The Bruins had a chance to make this five-game road trip a winning one, which would have been no small feat given that they started the trip with two losses. Instead, Boston threw away what should have been a winnable game, falling to the Seattle Kraken, 7-4, Tuesday night.
The Kraken have one of the worst offenses in the NHL, and were playing without three of their top eight scorers. They were on the second night of a back-to-back, while the Bruins were well-rested after two days off. The Bruins needed to force the Kraken to create chances. Instead, they handed those chances right to Seattle, something that has happened too often recently.
The first of those gifts came midway through the first period. Just nine seconds after Nikita Zadorov took an interference penalty, Jeremy Swayman foolishly whacked Jordan Eberle in the back of the leg, giving the Kraken a 5-on-3 for 1:51. It took Seattle just 10 seconds to score, with Eberle burying a rebound.
David Pastrnak tied the game before the end of the first, but then the Bruins made things too easy for the Kraken again early in the second. Jonathan Aspirot misjudged a bouncing puck at the offensive blue line and got caught flat-footed, leading to an odd-man rush for Seattle. The Kraken actually did their best to botch that rush and had to settle for a bad-angle one-timer from Berkly Catton… which somehow beat Swayman. On replay, it actually looked like Catton’s shot would have gone wide if Swayman hadn’t deflected it in himself.
Pastrnak again tied the game, and the Bruins again couldn’t add to it. They had chances in the second, landing 17 shots on goal in the frame, but a disastrous end to the period put them in a hole they could never quite climb out of.

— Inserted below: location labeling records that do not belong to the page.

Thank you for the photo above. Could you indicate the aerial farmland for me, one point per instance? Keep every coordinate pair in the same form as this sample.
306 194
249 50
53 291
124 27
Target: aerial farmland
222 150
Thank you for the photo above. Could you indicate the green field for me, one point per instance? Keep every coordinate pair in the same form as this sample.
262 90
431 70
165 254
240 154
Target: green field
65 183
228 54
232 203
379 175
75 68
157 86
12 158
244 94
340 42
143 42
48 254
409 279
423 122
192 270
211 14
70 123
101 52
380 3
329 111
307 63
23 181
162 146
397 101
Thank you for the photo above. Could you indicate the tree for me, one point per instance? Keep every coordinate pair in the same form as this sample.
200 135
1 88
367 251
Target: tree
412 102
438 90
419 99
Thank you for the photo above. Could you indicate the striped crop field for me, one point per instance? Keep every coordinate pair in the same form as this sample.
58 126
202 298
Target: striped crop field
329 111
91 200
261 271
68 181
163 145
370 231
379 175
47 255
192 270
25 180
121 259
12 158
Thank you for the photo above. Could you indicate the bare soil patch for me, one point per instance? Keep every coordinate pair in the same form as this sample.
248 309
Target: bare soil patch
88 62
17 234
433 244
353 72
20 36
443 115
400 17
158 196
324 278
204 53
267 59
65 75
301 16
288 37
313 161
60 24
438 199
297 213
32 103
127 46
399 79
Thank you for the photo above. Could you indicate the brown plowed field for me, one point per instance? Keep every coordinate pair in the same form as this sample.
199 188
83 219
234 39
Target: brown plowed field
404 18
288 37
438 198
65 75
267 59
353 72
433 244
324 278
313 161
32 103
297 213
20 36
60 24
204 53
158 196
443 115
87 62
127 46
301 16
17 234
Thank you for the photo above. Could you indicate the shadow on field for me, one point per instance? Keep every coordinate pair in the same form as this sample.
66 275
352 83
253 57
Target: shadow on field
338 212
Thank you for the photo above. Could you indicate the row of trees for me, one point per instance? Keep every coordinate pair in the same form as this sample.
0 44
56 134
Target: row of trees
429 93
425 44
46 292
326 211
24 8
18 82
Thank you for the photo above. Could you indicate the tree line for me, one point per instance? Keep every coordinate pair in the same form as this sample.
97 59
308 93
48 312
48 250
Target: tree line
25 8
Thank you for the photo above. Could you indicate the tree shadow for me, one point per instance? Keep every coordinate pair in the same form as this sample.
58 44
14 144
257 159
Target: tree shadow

With 1:37 left in the second, Mason Lohrei had the puck on his stick behind his own net, but wasn’t strong enough or decisive enough with it. Tye Kartye swooped in to steal it and set up Ben Meyers in front for the go-ahead goal. Just 16 seconds after that, Alex Steeves took an offensive-zone slashing penalty. The Bruins nearly survived until the intermission, but Jared McCann beat the buzzer on a one-timer to make it 4-2.
It’s not just that the Bruins are taking too many penalties (they’ve taken the most in the NHL, if you haven’t heard); it’s also when they’re taking them. When they’re already on the kill, for instance. Or right after allowing a goal, which only makes it easier for the opponent to build momentum.
The Kraken pushed the lead to 6-2 in the third period before goals from Lohrei and Viktor Arvidsson gave the Bruins at least a tiny sliver of hope. They never got within a goal, though, and then Kaapo Kakko slammed the door shut with an empty-netter.
The Bruins have tried to make being hard to play against part of their identity this season. They have succeeded in stretches. But over the past month, they have fallen short of that standard too many times, including Tuesday night. They made this one easy for the Kraken, a sign of immaturity in the eyes of coach Marco Sturm.
"We were very immature, I can tell you that," Sturm told NESN. "That's what happened today. They didn't do anything. They went back in their zone, they stopped, they went up and down the ice, and we made the mistakes. And of course, penalties hurt us again, all of them. And now all of a sudden, you give up two points here we definitely should have grabbed today, and that's the most frustrating and disappointing part of it."
Charlie McAvoy just about echoed Patriots coach Mike Vrabel's "no naps" mantra, saying the Bruins can't have the kinds of mental lapses they had Tuesday.
"Mentally, you can't sleep," McAvoy said. "...I mean, the second goal, we do it to ourselves on a turnover, right? And then comes back down the other way. The third one, it's just win a battle, right? It's not enough to be in the right spots, but you gotta do your job when you're there."
The Bruins have now lost by three or more goals five times in their last 11 games. This was the fourth time in the last month that they surrendered six or more goals.
If they continue to slide, end up out of the playoffs, and sell before the trade deadline again, they’ll look back on games and stretches like this with regret. Or, if they’re going to pull themselves out of this, it really needs to start immediately.